I can’t get control over some of this stuff. I am coming up on my 2 year re-entry into the Catholic Church and I really thought I would be doing a little better spiritually. Has anyone else experienced what I am talking about? If so, any practical advice you can give would be appreciated.
Holland,
Oh my, much of what others have written applies to me too. As does your post. I converted a bit over 2 years ago also.
Your
I really thought I would be doing a little better spiritually really struck a chord because what counts as “doing better spiritually” has undergone a drastic revision.
Before, I measured my spirituality based on sinfulness and holiness. Maybe not exclusively, but you get the picture.
Now, selfishness and devotion to God and service to others has taken a good portion of the place that sinfulness and holiness had formerly occupied in my mind and heart.

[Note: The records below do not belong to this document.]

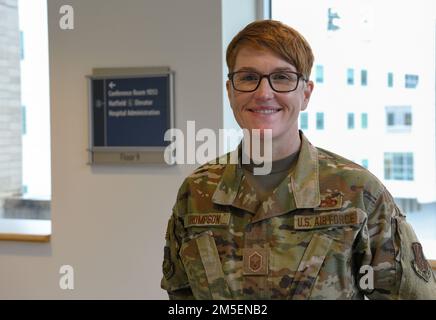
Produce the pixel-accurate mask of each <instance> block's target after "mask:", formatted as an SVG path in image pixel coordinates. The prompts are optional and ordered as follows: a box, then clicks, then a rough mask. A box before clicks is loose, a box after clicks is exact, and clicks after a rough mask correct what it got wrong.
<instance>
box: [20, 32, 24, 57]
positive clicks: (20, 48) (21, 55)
mask: <svg viewBox="0 0 436 320" xmlns="http://www.w3.org/2000/svg"><path fill="white" fill-rule="evenodd" d="M23 59H24V33H23V31H20V60H23Z"/></svg>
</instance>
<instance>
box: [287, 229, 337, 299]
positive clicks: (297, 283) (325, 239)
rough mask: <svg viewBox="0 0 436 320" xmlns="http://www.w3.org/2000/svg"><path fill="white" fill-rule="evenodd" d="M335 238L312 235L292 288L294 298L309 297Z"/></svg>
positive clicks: (303, 254) (302, 258)
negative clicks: (332, 243)
mask: <svg viewBox="0 0 436 320" xmlns="http://www.w3.org/2000/svg"><path fill="white" fill-rule="evenodd" d="M332 241H333V239H332V238H330V237H329V236H327V235H325V234H319V233H315V234H313V236H312V239H311V240H310V242H309V244H308V246H307V248H306V250H305V251H304V254H303V258H302V259H301V261H300V263H299V265H298V268H297V271H296V272H295V276H294V280H293V282H292V285H291V288H290V295H291V297H292V299H295V300H300V299H308V298H309V297H310V293H311V291H312V287H313V285H314V284H315V280H316V278H317V277H318V274H319V271H320V270H321V266H322V264H323V263H324V260H325V258H326V255H327V253H328V252H329V249H330V246H331V244H332Z"/></svg>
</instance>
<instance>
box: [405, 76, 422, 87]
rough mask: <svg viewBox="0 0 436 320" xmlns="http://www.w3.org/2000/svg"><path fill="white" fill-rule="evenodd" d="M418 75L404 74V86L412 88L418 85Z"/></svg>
mask: <svg viewBox="0 0 436 320" xmlns="http://www.w3.org/2000/svg"><path fill="white" fill-rule="evenodd" d="M418 80H419V76H417V75H414V74H406V75H405V82H406V84H405V86H406V88H408V89H414V88H416V86H417V85H418Z"/></svg>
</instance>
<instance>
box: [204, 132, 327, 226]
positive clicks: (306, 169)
mask: <svg viewBox="0 0 436 320" xmlns="http://www.w3.org/2000/svg"><path fill="white" fill-rule="evenodd" d="M300 137H301V146H300V153H299V156H298V160H297V163H296V166H295V170H294V175H293V176H292V175H291V173H289V175H288V176H287V177H286V178H285V179H284V180H283V181H282V182H281V183H280V185H279V186H278V187H277V188H276V189H275V191H274V193H273V194H272V195H271V197H269V198H268V199H267V200H266V201H264V202H263V203H260V201H259V200H258V198H257V196H256V193H255V190H253V189H252V188H251V187H250V186H249V185H248V183H247V181H246V179H245V178H244V177H243V170H242V167H241V165H240V153H239V151H238V150H240V148H237V149H236V150H234V151H233V152H232V153H231V154H232V156H233V157H235V156H236V155H235V154H234V153H235V152H236V153H237V155H238V160H239V161H238V164H228V165H226V168H225V169H224V172H223V176H222V178H221V180H220V181H219V183H218V186H217V188H216V190H215V192H214V194H213V196H212V201H213V202H214V203H216V204H220V205H232V206H235V207H238V208H240V209H243V210H246V211H249V212H252V213H255V214H256V215H255V218H256V217H257V218H256V219H255V220H262V219H264V218H268V217H272V216H277V215H280V214H283V213H286V212H289V211H292V210H295V209H302V208H315V207H317V206H319V204H320V202H321V197H320V191H319V164H318V151H317V149H316V148H315V147H314V146H313V145H312V144H311V143H310V142H309V140H307V138H306V137H305V136H304V134H303V132H302V131H300ZM227 159H229V158H227ZM253 222H254V221H253Z"/></svg>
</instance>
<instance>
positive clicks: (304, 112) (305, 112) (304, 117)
mask: <svg viewBox="0 0 436 320" xmlns="http://www.w3.org/2000/svg"><path fill="white" fill-rule="evenodd" d="M300 128H301V130H307V129H308V128H309V115H308V114H307V112H302V113H300Z"/></svg>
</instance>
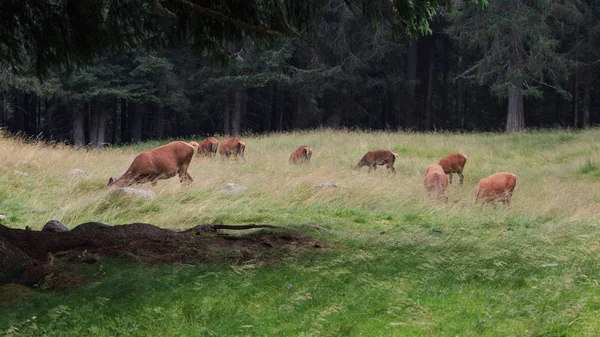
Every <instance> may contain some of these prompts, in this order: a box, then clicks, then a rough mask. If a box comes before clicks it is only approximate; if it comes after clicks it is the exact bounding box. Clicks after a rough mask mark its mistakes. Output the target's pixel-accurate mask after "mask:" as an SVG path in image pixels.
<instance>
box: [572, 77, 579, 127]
mask: <svg viewBox="0 0 600 337" xmlns="http://www.w3.org/2000/svg"><path fill="white" fill-rule="evenodd" d="M577 73H578V71H577V69H576V70H575V73H574V74H573V127H575V128H578V127H579V76H577V75H578V74H577Z"/></svg>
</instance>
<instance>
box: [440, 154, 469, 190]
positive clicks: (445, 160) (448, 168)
mask: <svg viewBox="0 0 600 337" xmlns="http://www.w3.org/2000/svg"><path fill="white" fill-rule="evenodd" d="M466 163H467V156H465V155H464V154H462V153H453V154H450V155H447V156H446V157H444V158H442V159H440V162H439V163H438V164H439V165H440V166H441V167H442V168H443V169H444V172H446V174H447V175H448V176H449V177H450V184H452V173H458V176H459V177H460V184H461V185H462V182H463V180H464V178H465V176H463V174H462V171H463V169H464V168H465V164H466Z"/></svg>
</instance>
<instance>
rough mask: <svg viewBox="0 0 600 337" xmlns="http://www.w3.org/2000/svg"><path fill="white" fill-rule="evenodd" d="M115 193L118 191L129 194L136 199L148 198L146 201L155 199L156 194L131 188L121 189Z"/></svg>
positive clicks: (152, 192)
mask: <svg viewBox="0 0 600 337" xmlns="http://www.w3.org/2000/svg"><path fill="white" fill-rule="evenodd" d="M117 191H120V192H122V193H127V194H131V195H134V196H136V197H142V198H148V199H154V197H156V193H154V191H151V190H142V189H137V188H131V187H121V188H119V189H118V190H117Z"/></svg>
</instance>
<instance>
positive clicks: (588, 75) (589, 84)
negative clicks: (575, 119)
mask: <svg viewBox="0 0 600 337" xmlns="http://www.w3.org/2000/svg"><path fill="white" fill-rule="evenodd" d="M590 77H591V75H590V74H589V72H587V73H586V75H585V81H584V87H583V127H584V128H589V127H590V95H591V90H592V89H591V87H592V84H591V79H590Z"/></svg>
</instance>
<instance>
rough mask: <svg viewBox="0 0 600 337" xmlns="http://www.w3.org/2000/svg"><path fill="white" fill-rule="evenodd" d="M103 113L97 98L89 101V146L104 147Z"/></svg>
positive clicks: (104, 121) (103, 128)
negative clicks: (89, 102)
mask: <svg viewBox="0 0 600 337" xmlns="http://www.w3.org/2000/svg"><path fill="white" fill-rule="evenodd" d="M104 119H105V113H104V109H103V107H102V102H101V101H100V99H98V98H97V97H94V98H92V100H91V101H90V145H91V146H92V147H102V146H103V145H104V122H105V120H104Z"/></svg>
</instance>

With the exception of Christ and Mary, we’re all in the same boat sin-wise. Though we are not all in the same boat when it comes to severity.
Laying that aside, the severity issue, during Adoration one morning, I was struck that what I was yearning for could be summed up by Saint Paul’s “And we shall be changed, in a moment, in the twinkling of eye, at the last trumpet.” There are probably other and better verses more to my point, but that’s the one that filled my mind that morning.
Nothing short of that would satisfy me based on past struggles, failures, reprehensions, etc.
Now things are different. But before I say what is different, here’s what is largely the same: contrition, repentance, and penance. In fact those, have deepened. The truth telling and the gut level
mea culpa, mea cupla, mea maxima culpa.
I’ve become resigned that while on earth I will fall short because it is true of me and all others except Jesus and Mary.
That resignation is not an open door. It has become something very different from that. I still strive after the high calling of God in Christ Jesus. I desiderate holiness.
What has changed
dramatically is a self-absorbed obsession with my own spirituality has fallen away. Note, I am in no way saying or intimating you are like I was.
What has come as a replacement is a greater concern for others’ welfare, spiritually and otherwise, and a smaller concern for myself.
There’s more to say, but I’ll stop here.